Sympatyczna
blogerka z ironią pisze o inicjatywie ministra Sikorskiego:
Nie,
to nie Rosja zaproponowała plan pokojowy w sprawie Syrii, ale Minister Sikorski
i Anne Applebaum (małżonka ministra o amerykańsko-żydowskich korzeniach) na
Twitterze, Pomysł podchwycił Siergiej Ławrow i przekazał dalej, do Prezydenta
Putina. Nie wiem czy Biały Dom i Kreml wiedzą, że mają pośrednika w Warszawie i
to nie byle pośrednika bo z Twitterem. Podobno amerykańska interwencja miała
być przesądzoną, ale nagle John Kerry zobaczył wpis Ministra Sikorskiego i ….

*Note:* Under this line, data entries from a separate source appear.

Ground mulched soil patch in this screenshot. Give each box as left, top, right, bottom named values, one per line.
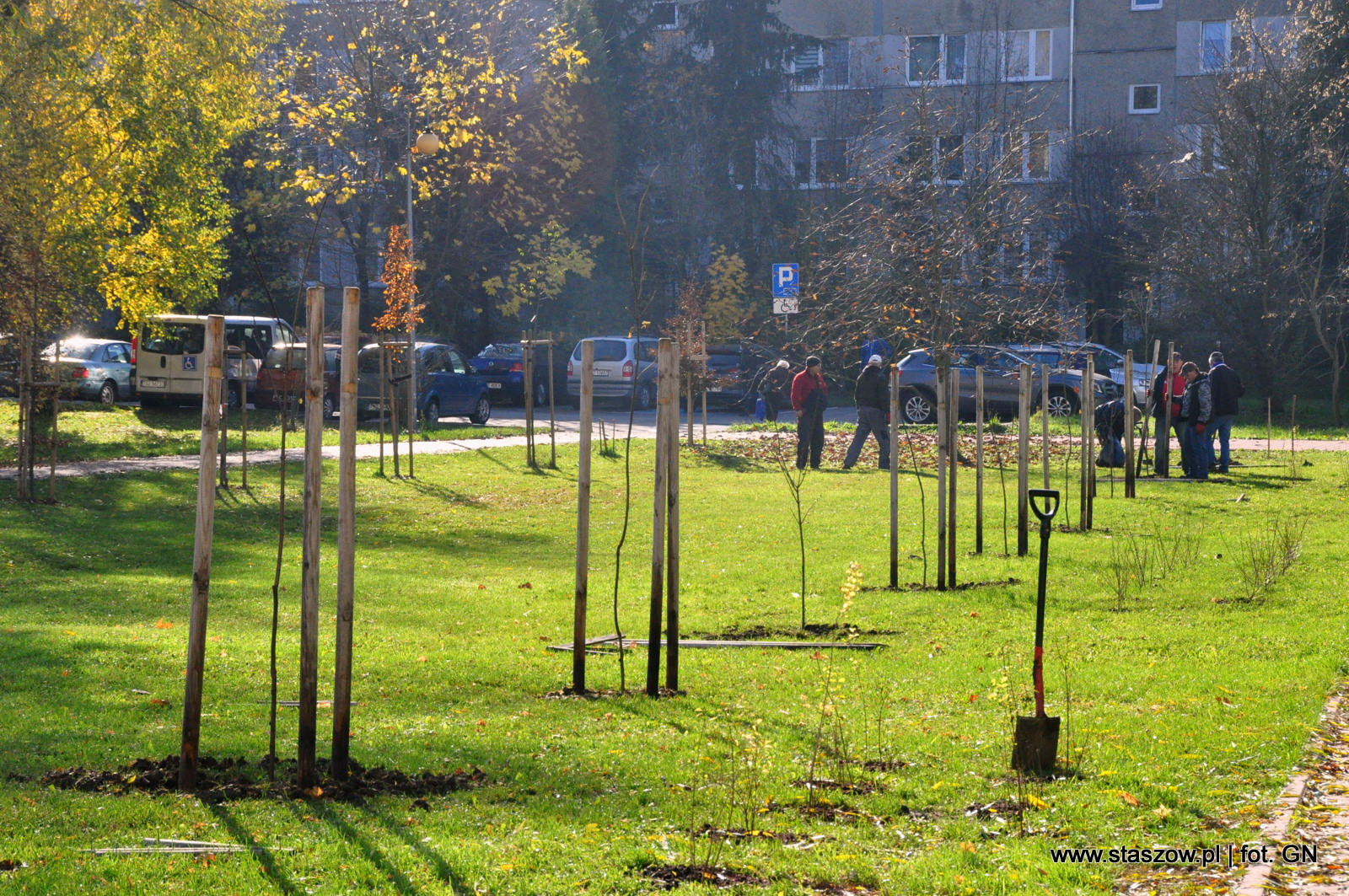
left=684, top=622, right=902, bottom=641
left=642, top=865, right=767, bottom=889
left=804, top=881, right=881, bottom=896
left=39, top=756, right=487, bottom=803
left=965, top=800, right=1030, bottom=818
left=792, top=777, right=885, bottom=797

pokój na świecie uratowany!
Na
czym polegała ta inicjatywa?
W
wywiadzie dla francuskiego dziennika "Le Monde" w końcu sierpnia
minister Sikorski wyraził opinię, że także Rosja powinna pomóc w zaaranżowaniu
negocjacji między władzami i opozycją w Syrii.
"Ponadto
Rosja ma dodatkowe powody, by czuć się współodpowiedzialną za syryjski arsenał:
to broń radziecka lub wyprodukowana dzięki radzieckim technologiom" -
powiedział.
"Gdyby
Rosja, która nie chce interwencji (w Syrii) zadeklarowała, że weźmie na siebie
odpowiedzialność za zabezpieczenie tego arsenału, miałoby to wpływ na bieg
wydarzeń" - dodał.
Rosjanie,
jak przystało na wielki naród, skarcili próbującego podskakiwać Polaczka:
04
września 2013,
Ministerstwo
Spraw Zagranicznych Federacji Rosyjskiej wyraziło we wtorek zdziwienie z powodu
wypowiedzi szefa polskiej dyplomacji. W wywiadzie dla francuskiego dziennika
"Le Monde" Radosław Sikorski stwierdził, że Rosja "ma dodatkowe
powody, by czuć się współodpowiedzialną za syryjski arsenał".
"Nie
ma nic dalszego od rzeczywistości" - oświadczyło MSZ Rosji, dodając, że
"u podstaw utworzenia w latach 70. i 80. przemysłu chemicznego Syryjskiej
Republiki Arabskiej legły nie radzieckie, lecz raczej zachodnie technologie i
dostawy związków chemicznych, w tym podwójnego przeznaczenia".
"Jeśli
chodzi o wypowiedzianą przez szefa resortu spraw zagranicznych Polski myśl, iż
Rosja powinna wziąć na siebie odpowiedzialność za nienaruszalność syryjskich
arsenałów chemicznych, to takie postawienie sprawy nie może nie wywołać
zdziwienia" - przekazało MSZ Rosji.
Ministerstwo
oświadczyło, że "odpowiedzialność za nienaruszalność broni chemicznej
ponosi wyłącznie rząd suwerennej Syrii - i nikt inny". "Ani
wewnętrzne, ani zewnętrzne siły nie powinny przeszkadzać w wykonywaniu tego
zadania lub ingerować w dany proces" - wskazało.
Ale
już tydzień później plan zasugerowany przez Sikorskiego był w pełnej
realizacji:
13
września 2013,
-
Sekretarz stanu USA John Kerry i minister spraw zagranicznych Rosji oraz
specjalny wysłannik ONZ i Ligi Arabskiej do Syrii Lakhdar Brahimi uzgodnili w
Genewie, że syryjski konflikt wymaga rozwiązania politycznego - poinformował w
piątek wieczorem MSZ Rosji.
Prezydent
USA Barack Obama powiedział w piątek, że liczy na powodzenie planu objęcia
międzynarodową kontrolą broni chemicznej Syrii, musi jednak istnieć możliwość
zweryfikowania działań Damaszku podczas wdrażania tego projektu.
Obama
dodał, że ma nadzieję, iż powiedzie się też plan zniszczenia syryjskiego
arsenału chemicznego, ale USA będą nalegać na to, by plan ten można było
Damaszkowi skutecznie narzucić i zweryfikować jego wdrożenie.
Prezydent
Obama, który kombinował z interwencją w Syrii jak koń pod górkę, wykorzystał rosyjską propozycję jako koło ratunkowe.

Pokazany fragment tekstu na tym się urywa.